屋敷に閉じ込められた犯罪者チーム、マフィアの娘、異形の怪物、大量の死体...美味しそうなワードのフルコース。それが本作『イン・アンド・アウト』。
なんとDVD化もしていない(っぽい)、かなりヤバ目な本作。でも、こーいうのが観たくなっちゃう。「アンタバカぁ!?」
(2015年 上映時間 1時間30分 監督 アルベルト・シアマ )
※あまりに適当過ぎるジャケ。観る気を起こさせない、こんな仕事しちゃイカンでしょ!!
ストーリー
刑務所を定年退職したローマンは、犯罪者たちを仲間に従い、身代金目的でマフィアの娘ニカを誘拐しようと屋敷に侵入した。

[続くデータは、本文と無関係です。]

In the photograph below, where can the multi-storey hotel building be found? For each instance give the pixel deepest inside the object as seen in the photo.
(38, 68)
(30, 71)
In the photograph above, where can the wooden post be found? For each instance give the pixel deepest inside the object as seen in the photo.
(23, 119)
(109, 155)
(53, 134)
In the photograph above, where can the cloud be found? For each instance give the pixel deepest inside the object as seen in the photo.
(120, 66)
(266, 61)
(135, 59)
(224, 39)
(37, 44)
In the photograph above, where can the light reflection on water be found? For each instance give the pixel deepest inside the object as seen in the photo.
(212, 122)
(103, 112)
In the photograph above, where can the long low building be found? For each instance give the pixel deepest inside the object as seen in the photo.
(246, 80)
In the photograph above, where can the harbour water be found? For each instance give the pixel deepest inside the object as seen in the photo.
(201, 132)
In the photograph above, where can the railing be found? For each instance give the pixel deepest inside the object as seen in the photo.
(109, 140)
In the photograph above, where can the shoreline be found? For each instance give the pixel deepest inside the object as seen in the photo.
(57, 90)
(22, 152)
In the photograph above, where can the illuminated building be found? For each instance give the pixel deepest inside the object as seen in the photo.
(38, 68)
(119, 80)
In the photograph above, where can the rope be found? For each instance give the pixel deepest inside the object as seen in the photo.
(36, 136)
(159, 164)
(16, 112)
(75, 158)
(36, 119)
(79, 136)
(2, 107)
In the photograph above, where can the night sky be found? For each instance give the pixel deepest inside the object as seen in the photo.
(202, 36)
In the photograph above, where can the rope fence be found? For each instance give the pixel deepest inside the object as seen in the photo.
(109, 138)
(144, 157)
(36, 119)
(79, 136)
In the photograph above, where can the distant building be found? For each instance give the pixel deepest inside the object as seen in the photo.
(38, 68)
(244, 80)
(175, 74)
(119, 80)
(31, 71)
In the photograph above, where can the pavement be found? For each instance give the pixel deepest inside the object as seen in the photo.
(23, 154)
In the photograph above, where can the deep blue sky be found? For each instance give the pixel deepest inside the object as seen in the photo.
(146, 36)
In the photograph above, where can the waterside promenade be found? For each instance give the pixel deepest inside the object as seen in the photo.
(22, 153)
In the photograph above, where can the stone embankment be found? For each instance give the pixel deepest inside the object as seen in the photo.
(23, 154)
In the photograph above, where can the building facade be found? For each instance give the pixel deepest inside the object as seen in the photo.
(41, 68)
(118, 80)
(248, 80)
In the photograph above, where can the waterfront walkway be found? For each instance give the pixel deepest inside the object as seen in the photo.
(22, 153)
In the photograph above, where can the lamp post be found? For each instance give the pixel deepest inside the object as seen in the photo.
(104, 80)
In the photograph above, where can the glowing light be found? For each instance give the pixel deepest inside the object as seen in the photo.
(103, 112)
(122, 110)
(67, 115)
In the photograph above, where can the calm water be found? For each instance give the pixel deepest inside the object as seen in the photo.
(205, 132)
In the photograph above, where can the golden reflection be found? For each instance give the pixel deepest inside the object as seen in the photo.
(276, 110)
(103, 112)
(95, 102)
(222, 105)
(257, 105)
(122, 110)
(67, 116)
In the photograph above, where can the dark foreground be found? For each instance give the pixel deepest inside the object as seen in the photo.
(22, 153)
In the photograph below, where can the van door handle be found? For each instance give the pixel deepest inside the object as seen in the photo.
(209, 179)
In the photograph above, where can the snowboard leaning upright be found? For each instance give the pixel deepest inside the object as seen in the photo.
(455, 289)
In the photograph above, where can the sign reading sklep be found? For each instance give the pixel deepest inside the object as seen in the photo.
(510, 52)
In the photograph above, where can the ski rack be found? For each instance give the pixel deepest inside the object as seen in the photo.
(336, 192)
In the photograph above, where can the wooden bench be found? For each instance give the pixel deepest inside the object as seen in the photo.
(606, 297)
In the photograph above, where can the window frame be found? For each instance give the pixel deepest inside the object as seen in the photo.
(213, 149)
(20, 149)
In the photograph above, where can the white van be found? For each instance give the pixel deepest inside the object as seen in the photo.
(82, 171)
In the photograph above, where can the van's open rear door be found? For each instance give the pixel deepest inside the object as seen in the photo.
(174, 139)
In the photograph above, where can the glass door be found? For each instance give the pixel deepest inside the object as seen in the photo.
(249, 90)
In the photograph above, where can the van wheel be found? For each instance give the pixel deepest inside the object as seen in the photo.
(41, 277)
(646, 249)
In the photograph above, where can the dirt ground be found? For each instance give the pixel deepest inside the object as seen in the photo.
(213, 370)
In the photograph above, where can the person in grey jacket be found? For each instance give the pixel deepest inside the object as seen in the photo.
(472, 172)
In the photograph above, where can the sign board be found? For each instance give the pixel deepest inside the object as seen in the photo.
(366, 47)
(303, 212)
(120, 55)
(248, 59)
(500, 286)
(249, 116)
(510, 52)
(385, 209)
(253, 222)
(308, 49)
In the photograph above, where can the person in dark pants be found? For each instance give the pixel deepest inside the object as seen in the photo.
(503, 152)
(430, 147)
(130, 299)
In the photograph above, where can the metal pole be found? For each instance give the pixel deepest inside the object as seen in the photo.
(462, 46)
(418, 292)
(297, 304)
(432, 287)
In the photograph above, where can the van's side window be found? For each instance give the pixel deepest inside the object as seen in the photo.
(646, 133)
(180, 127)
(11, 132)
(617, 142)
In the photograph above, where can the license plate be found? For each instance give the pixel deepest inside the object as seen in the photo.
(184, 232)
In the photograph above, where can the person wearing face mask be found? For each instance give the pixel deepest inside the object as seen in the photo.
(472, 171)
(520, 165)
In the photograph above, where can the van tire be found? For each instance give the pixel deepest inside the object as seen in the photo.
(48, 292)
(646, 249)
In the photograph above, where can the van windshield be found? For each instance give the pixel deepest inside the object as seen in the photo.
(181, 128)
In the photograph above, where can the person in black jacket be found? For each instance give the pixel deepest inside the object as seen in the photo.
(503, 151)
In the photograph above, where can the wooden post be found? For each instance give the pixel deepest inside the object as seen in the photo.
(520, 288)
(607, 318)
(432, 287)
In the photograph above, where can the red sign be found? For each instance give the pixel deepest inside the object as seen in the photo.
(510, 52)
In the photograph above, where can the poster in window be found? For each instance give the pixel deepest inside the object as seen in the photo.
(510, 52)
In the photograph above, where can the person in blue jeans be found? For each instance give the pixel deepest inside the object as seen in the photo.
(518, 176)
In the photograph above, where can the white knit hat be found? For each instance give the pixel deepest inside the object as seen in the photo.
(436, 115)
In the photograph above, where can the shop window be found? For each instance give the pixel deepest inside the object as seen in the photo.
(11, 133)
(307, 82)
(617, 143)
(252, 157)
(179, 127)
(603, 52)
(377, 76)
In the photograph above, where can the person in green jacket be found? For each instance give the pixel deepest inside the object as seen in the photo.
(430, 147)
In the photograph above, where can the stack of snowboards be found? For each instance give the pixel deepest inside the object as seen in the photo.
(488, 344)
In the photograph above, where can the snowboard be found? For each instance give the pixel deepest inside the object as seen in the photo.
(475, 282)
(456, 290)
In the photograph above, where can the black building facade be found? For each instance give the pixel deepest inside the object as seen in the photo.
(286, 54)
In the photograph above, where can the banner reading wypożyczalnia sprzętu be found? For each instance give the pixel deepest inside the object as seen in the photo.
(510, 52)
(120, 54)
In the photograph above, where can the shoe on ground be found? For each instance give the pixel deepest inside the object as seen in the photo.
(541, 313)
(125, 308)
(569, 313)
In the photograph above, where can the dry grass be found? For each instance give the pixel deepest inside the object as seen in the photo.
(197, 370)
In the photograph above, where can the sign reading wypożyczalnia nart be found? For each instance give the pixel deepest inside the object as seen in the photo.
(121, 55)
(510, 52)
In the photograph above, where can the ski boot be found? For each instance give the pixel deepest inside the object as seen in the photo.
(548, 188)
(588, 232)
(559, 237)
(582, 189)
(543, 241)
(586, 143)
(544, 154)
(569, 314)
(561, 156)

しかし、彼女を捕らえた直後、窓も扉も閉ざされ屋敷は脱出不能の要塞と化してしまう。
排水溝に異形の怪物、冷凍庫には大量の死体。ローマンたちはニカを問いただそうとするが、彼女は拘束を解き姿を消していた。彼らは、無事にこの屋敷から逃げ出せるのか?
感想
よくもまあ、ここまで好き勝手にヤり散らかしたもんだ。一言で言えば、そんな感想の本作。

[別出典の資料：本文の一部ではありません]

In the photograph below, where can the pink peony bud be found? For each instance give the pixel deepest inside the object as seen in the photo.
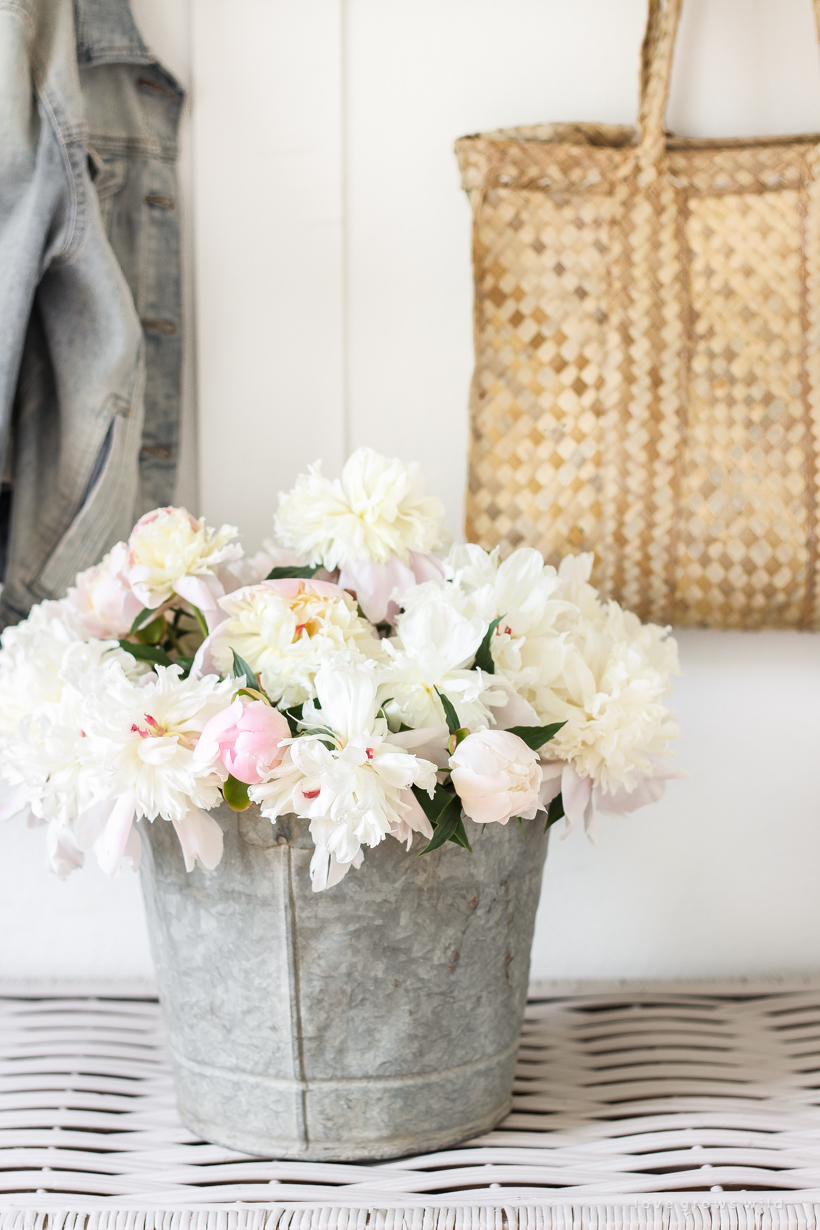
(496, 776)
(246, 737)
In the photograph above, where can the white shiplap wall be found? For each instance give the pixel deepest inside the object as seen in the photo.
(333, 308)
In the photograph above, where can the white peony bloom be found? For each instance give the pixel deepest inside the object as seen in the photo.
(523, 594)
(374, 523)
(102, 599)
(139, 757)
(433, 651)
(346, 775)
(47, 672)
(610, 693)
(171, 552)
(285, 630)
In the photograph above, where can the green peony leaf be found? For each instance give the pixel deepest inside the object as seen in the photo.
(146, 653)
(236, 795)
(448, 823)
(241, 670)
(145, 614)
(555, 812)
(536, 736)
(450, 715)
(153, 632)
(293, 573)
(483, 653)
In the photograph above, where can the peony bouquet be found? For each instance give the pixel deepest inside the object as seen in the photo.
(358, 673)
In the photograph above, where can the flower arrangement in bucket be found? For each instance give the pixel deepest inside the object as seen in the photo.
(359, 695)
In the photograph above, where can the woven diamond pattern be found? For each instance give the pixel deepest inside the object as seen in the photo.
(648, 367)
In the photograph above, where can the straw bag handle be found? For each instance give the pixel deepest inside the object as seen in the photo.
(655, 71)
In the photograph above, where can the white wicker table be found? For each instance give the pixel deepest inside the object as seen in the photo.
(634, 1106)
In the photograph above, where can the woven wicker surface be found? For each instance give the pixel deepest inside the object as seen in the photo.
(648, 358)
(633, 1107)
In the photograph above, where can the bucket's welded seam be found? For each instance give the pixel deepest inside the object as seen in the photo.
(295, 995)
(317, 1081)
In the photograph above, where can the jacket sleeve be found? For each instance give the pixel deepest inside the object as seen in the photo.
(33, 194)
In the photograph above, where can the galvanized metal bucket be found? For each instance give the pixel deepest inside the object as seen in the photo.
(376, 1019)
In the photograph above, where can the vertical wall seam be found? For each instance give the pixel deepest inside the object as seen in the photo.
(344, 144)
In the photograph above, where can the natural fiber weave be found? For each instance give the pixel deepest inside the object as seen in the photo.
(648, 358)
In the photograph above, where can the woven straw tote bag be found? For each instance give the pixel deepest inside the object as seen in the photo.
(647, 374)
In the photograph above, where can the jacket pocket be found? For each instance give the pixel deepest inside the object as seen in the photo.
(107, 513)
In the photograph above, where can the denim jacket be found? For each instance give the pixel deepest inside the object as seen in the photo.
(71, 349)
(133, 112)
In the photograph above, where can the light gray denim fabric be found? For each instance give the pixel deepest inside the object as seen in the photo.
(71, 347)
(133, 113)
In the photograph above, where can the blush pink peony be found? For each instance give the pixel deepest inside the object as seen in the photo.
(246, 737)
(497, 776)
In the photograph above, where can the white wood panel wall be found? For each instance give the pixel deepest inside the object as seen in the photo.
(333, 309)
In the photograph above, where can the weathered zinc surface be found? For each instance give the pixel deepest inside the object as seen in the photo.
(376, 1019)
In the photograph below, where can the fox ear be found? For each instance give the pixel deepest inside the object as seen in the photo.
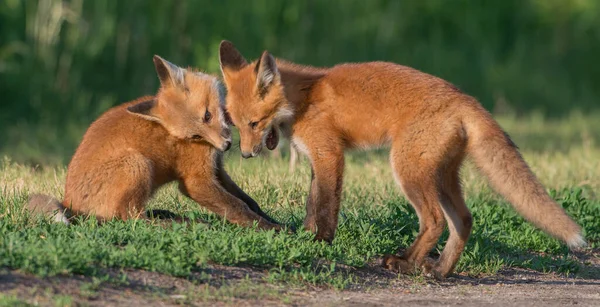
(266, 71)
(145, 109)
(230, 58)
(169, 74)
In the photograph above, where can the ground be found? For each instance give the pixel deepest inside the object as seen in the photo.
(507, 262)
(245, 287)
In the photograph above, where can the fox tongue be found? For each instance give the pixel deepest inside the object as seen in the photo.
(272, 139)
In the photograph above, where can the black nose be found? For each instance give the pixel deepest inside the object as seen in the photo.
(226, 133)
(227, 146)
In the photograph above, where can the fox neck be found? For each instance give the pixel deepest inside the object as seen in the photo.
(298, 82)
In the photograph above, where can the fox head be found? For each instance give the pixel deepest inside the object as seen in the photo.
(256, 101)
(189, 105)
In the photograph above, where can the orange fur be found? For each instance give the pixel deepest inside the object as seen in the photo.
(134, 148)
(429, 124)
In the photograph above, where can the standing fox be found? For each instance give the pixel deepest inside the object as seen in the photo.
(135, 148)
(430, 125)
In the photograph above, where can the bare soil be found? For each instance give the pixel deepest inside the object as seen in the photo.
(240, 286)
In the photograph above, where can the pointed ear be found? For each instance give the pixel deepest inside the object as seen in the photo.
(230, 58)
(266, 72)
(169, 74)
(145, 109)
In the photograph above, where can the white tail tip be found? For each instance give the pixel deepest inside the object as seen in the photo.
(576, 242)
(60, 217)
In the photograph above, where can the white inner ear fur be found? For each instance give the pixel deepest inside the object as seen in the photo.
(177, 76)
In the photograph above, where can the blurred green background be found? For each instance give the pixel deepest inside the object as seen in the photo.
(62, 63)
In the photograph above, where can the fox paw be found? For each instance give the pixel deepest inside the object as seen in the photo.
(430, 268)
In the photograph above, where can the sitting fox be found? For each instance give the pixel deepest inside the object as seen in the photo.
(135, 148)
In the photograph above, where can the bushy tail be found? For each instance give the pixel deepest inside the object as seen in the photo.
(496, 155)
(49, 206)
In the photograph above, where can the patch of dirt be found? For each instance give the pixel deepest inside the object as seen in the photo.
(245, 286)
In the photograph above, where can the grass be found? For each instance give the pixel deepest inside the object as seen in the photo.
(375, 220)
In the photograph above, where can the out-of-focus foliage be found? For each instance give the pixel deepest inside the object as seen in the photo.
(62, 63)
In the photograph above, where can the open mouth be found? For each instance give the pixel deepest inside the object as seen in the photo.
(272, 139)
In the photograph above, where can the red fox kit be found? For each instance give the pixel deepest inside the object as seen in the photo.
(135, 148)
(430, 125)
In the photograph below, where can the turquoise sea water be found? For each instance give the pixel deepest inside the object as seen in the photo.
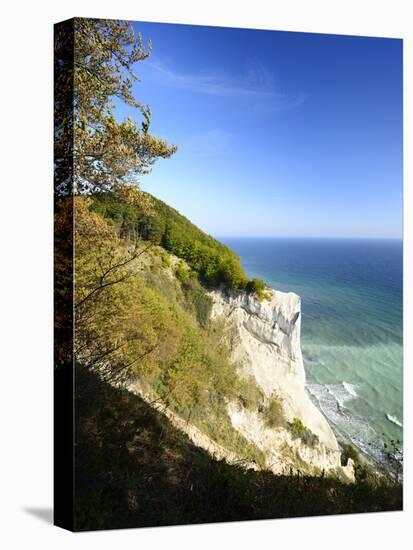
(352, 327)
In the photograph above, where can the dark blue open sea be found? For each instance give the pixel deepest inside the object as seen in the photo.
(352, 326)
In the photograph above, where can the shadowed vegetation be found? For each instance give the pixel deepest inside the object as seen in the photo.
(133, 468)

ストーリーはかなり強引。『イン・アンド・アウト』(入って出るだけ)と言いながら、マフィアの娘を誘拐するあまりにリスキーな犯罪計画(フツーやらんだろ、こんなの)。
そして主人公チームは、良心の呵責がないマジな悪党ども。
自分で誘っておきながら、アッサリ仲間を撃ち殺すフザけたオッサン主人公ローマン。ソフトな顔つきのくせに、すぐキレて身動き取れない女性でもボッコボコに殴りつける、コンプライアンス違反の相棒など、普通の映画であれば悪役サイドで間違いナシ。体臭臭い女とかよくもまあ、こんな共感性の乏しい連中を揃えたものです。(とはいえ、映画自体はコミカルな味付けなので、そこまで嫌悪感は抱きません)。

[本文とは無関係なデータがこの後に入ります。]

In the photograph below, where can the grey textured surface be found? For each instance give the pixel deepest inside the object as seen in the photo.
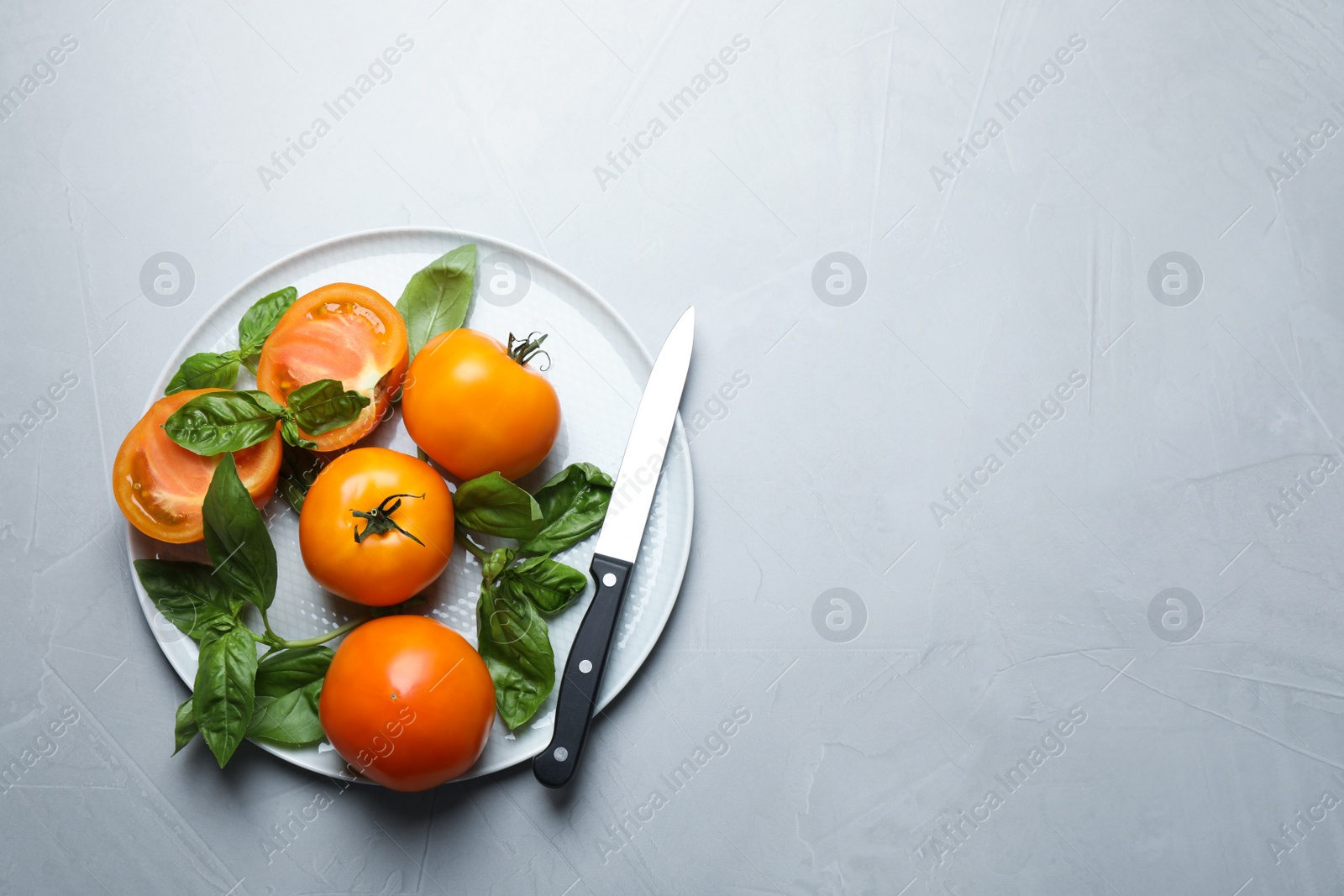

映画自体はあきらかな低予算作品。(大金持ちの)マフィアの娘が住んでいるハズが、質素でせまっ苦しい邸内だったり、かなりバジェットに見合わない舞台設定の気がしますが、妙なとこで本作はリアル。
特に下水道のシーンは強烈。「クソまみれで臭くてたまらん!!」という描写を念入りにやってくれたりする場面は妙に新鮮。フツーそうなるよね...
怪物たちの元凶であるニカのトランスフォーム後は、最初はインパクト薄い気もしましたが、どことなく「デモンズ」や「シャイニング」の婆さんぽい感じがして、個人的には結構好きです♪
大事な終盤戦の場面で、悲しげな音楽と共にローマンが一人コントしたり、心地よい主題歌のなかラストに謎のボコりがあったりと、よく分からん展開が満載の本作。
ホラー映画のカテゴリーですが、コワがらせようという気は毛頭なし。本作監督はアルベルト・シアマという方ですが、脚本も兼任しており、この人が描きたかったのがこーいうブラックユーモアたっぷりの世界観だったんでしょう。
やりたいことをやり切った感がビンビンに伝わり、どこか清々しささえ感じます。
でも、コレ観るぐらいなら、他の映画を観た方がイイかも。